Snead’s piece establishes that black culture as whole is in opposition to western culture but unique in its formation. At first when reading Snead’s piece, I was confused because it would be assumed that culture as a whole would build off of each other. However, Snead’s confusing statement, “Transformation is culture’s response to its own apprehension of repetition” implies that culture transforms to resolve its own fears of repeating itself (Snead, 59). Instead of building off of previously built norms and societies, the act of transformation is an aversion to repeating the past.  In simpler terms, instead of culture building off each other like lego pieces, it crumbles away only to be repeated; the latter is similar to playing Jenga. Blackness, furthermore afrofuturism, as represented in Black Panther thus falls in an obscure section in context to culture. Western society is continuously “immanent and historical” and thus always in an effort to keep whatever their culture values but never entirely throw it away (60). That is atypical in Black Panther where Wakanda, the imagined and untouched by the “colonizer’s” hand, fluidly combines with each other.

Black Panther, and overarchingly, the African diaspora, celebrates that shared cultural identity of being black. Black Panther is widely recognized as a hallmark in terms of representing black culture and more so the diversity of the continent of Africa. As such, the film is not something that builds off of the past only but from the contributing narratives around. Whereas western society is completely antagonistic to outside influence, especially those that hold different values socioeconomically like countries in Asia or Africa. As such, Snead places countries in Africa, and furthermore the imagined as Wakanda, as not only opposing to western society but their very foundational impression as being one of contributing to some resemblance of cultural harmony as seen in Wakanda.
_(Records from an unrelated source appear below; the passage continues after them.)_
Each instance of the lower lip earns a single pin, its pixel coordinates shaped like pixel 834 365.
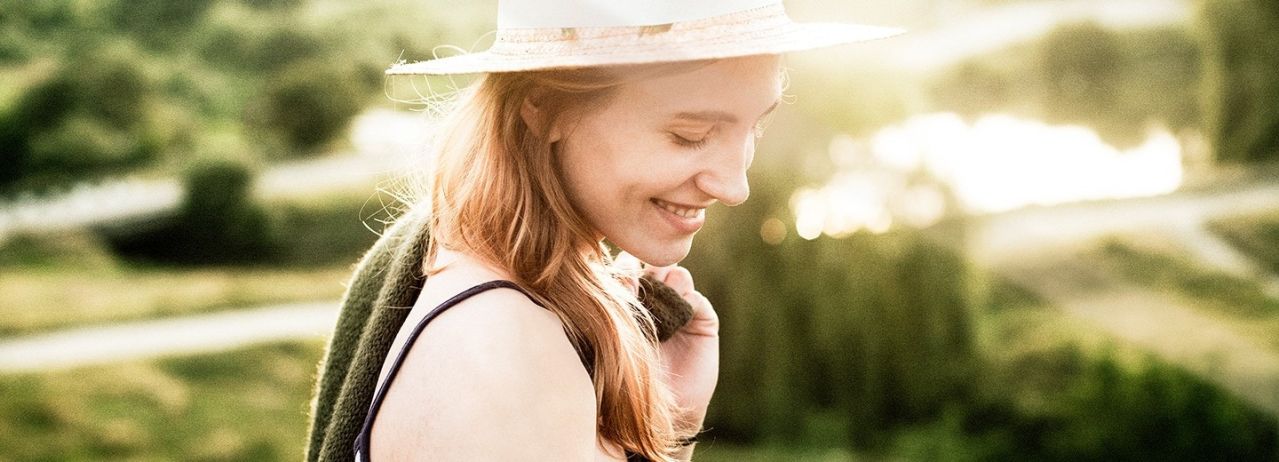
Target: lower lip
pixel 686 225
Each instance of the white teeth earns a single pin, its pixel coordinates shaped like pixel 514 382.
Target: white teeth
pixel 681 211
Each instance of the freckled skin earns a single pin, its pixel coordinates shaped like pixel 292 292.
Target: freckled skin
pixel 635 149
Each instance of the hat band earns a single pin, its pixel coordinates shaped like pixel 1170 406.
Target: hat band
pixel 613 13
pixel 741 23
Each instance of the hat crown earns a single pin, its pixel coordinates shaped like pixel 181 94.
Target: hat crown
pixel 614 13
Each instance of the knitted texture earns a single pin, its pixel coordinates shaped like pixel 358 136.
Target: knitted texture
pixel 381 292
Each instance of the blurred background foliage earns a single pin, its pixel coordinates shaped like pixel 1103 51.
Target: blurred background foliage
pixel 889 344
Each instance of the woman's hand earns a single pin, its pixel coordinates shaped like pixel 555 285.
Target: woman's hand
pixel 691 356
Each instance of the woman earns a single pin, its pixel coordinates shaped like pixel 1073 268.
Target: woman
pixel 526 338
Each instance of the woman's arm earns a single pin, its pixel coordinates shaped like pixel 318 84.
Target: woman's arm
pixel 493 379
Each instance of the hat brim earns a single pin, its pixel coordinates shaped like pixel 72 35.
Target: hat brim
pixel 571 54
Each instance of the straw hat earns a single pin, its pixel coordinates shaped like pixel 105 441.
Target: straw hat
pixel 567 33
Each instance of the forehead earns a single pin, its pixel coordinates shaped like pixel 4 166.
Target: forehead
pixel 743 86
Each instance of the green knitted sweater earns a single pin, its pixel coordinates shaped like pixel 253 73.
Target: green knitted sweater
pixel 385 283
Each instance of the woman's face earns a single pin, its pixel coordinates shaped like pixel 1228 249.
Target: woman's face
pixel 646 164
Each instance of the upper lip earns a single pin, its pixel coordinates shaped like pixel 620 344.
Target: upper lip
pixel 683 205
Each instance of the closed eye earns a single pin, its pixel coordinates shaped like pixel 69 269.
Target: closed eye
pixel 690 143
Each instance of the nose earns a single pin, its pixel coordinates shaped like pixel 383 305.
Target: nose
pixel 724 175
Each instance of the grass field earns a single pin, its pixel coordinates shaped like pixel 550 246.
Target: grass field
pixel 248 405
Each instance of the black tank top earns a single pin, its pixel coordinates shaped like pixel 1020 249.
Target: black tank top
pixel 362 438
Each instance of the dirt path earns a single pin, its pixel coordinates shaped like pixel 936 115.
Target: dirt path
pixel 170 337
pixel 1034 248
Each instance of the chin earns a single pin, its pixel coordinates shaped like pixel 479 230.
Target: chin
pixel 664 255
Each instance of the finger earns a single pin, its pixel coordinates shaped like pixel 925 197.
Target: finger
pixel 627 261
pixel 628 269
pixel 679 279
pixel 702 309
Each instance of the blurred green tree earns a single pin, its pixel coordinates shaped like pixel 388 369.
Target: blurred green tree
pixel 1241 88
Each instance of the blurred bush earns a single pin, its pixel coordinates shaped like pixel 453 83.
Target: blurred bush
pixel 218 222
pixel 1096 408
pixel 141 85
pixel 1241 44
pixel 86 119
pixel 870 342
pixel 310 104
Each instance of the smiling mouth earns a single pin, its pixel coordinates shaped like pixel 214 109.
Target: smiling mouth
pixel 690 213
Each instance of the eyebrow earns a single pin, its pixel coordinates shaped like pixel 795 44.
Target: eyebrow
pixel 715 115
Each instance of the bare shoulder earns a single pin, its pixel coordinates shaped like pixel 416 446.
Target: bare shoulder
pixel 491 378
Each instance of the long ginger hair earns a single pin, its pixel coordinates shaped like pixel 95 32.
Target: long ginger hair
pixel 498 195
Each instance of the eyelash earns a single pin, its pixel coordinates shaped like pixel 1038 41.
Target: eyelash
pixel 691 143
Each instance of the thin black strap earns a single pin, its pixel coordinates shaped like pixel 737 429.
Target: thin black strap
pixel 362 439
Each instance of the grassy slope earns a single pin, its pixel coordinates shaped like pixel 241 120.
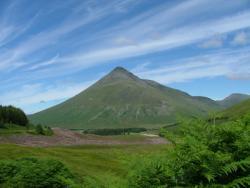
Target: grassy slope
pixel 101 165
pixel 123 100
pixel 233 99
pixel 238 110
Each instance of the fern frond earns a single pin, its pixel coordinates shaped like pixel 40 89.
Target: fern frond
pixel 235 166
pixel 239 183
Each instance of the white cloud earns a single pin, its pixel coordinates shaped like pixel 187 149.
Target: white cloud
pixel 33 94
pixel 224 63
pixel 241 39
pixel 212 43
pixel 172 39
pixel 123 41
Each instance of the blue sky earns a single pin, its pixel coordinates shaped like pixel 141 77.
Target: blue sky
pixel 51 50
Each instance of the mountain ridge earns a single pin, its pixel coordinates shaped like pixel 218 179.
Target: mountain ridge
pixel 121 99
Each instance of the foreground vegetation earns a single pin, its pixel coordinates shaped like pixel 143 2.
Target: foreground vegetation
pixel 91 166
pixel 204 155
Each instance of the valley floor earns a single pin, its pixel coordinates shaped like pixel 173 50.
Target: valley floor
pixel 63 137
pixel 93 165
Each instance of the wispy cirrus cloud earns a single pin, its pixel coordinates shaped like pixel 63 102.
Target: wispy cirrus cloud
pixel 228 63
pixel 54 39
pixel 33 94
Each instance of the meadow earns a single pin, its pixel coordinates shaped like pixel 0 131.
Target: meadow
pixel 94 166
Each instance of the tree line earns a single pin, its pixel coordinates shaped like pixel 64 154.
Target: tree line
pixel 118 131
pixel 11 114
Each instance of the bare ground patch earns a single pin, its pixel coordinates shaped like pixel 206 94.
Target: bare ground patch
pixel 68 138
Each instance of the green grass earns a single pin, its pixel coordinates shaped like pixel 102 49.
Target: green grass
pixel 237 111
pixel 122 100
pixel 96 166
pixel 10 129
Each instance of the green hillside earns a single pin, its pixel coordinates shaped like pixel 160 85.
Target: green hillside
pixel 233 99
pixel 121 99
pixel 238 110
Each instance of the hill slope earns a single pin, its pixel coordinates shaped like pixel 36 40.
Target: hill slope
pixel 237 111
pixel 233 99
pixel 121 99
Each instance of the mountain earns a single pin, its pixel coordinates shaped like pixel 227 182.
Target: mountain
pixel 121 99
pixel 233 99
pixel 238 110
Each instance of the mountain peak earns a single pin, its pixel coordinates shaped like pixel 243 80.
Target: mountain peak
pixel 120 69
pixel 120 73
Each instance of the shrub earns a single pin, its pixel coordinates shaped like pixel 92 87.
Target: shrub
pixel 10 114
pixel 32 172
pixel 203 155
pixel 39 129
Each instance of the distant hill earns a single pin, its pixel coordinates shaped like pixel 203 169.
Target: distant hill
pixel 237 111
pixel 121 99
pixel 233 99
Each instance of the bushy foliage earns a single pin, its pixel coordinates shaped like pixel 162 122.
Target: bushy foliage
pixel 203 155
pixel 40 130
pixel 119 131
pixel 10 114
pixel 32 172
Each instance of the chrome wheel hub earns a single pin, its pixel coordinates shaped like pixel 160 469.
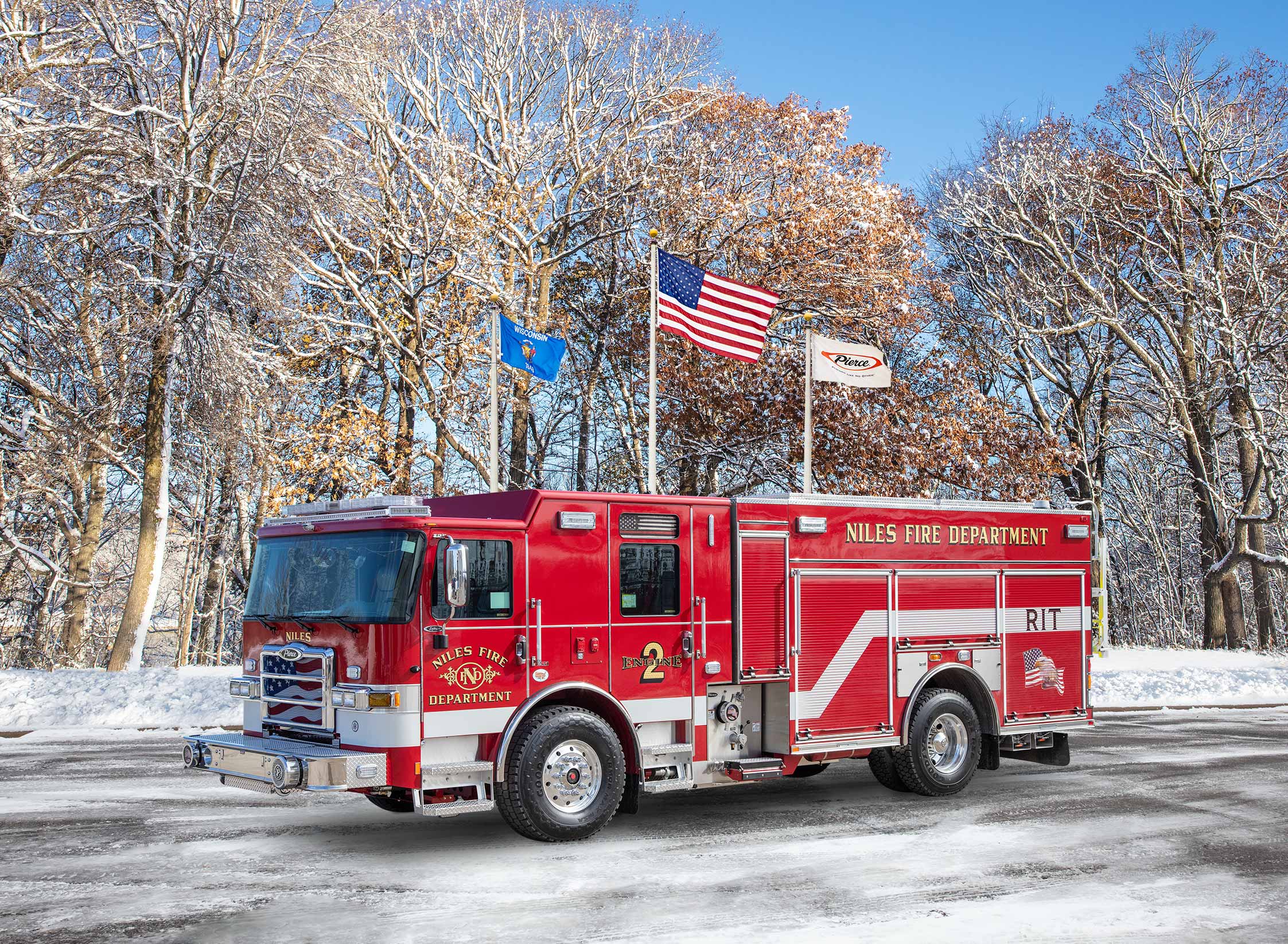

One Reply to “BKS 188- Afrofuturism-Week 1 Reflection”

  1. (Love that opening!) You’re wrestling in useful ways here with Afrofuturist attempts to acknowledge problematic symbiotic or combative relationships between Africa and the European-influenced West and to create something pan-African or Afrocentric in ways that allow Europe to be side-stepped, or at the very least not dominant. (America, here, is often European, at least in its inheritance of views of Africa and humanity.)

    Indeed, in admitting that Western culture can be both “immanent and historical,” Snead is recognizing there’s not a simple reversal between Black Africa and White Europe; some of the implication is that control of narrative matters as much as philosophical stance.

    Further attention to what counts as “culture,” then, might be useful: is it something that is wielded by or despite those in control?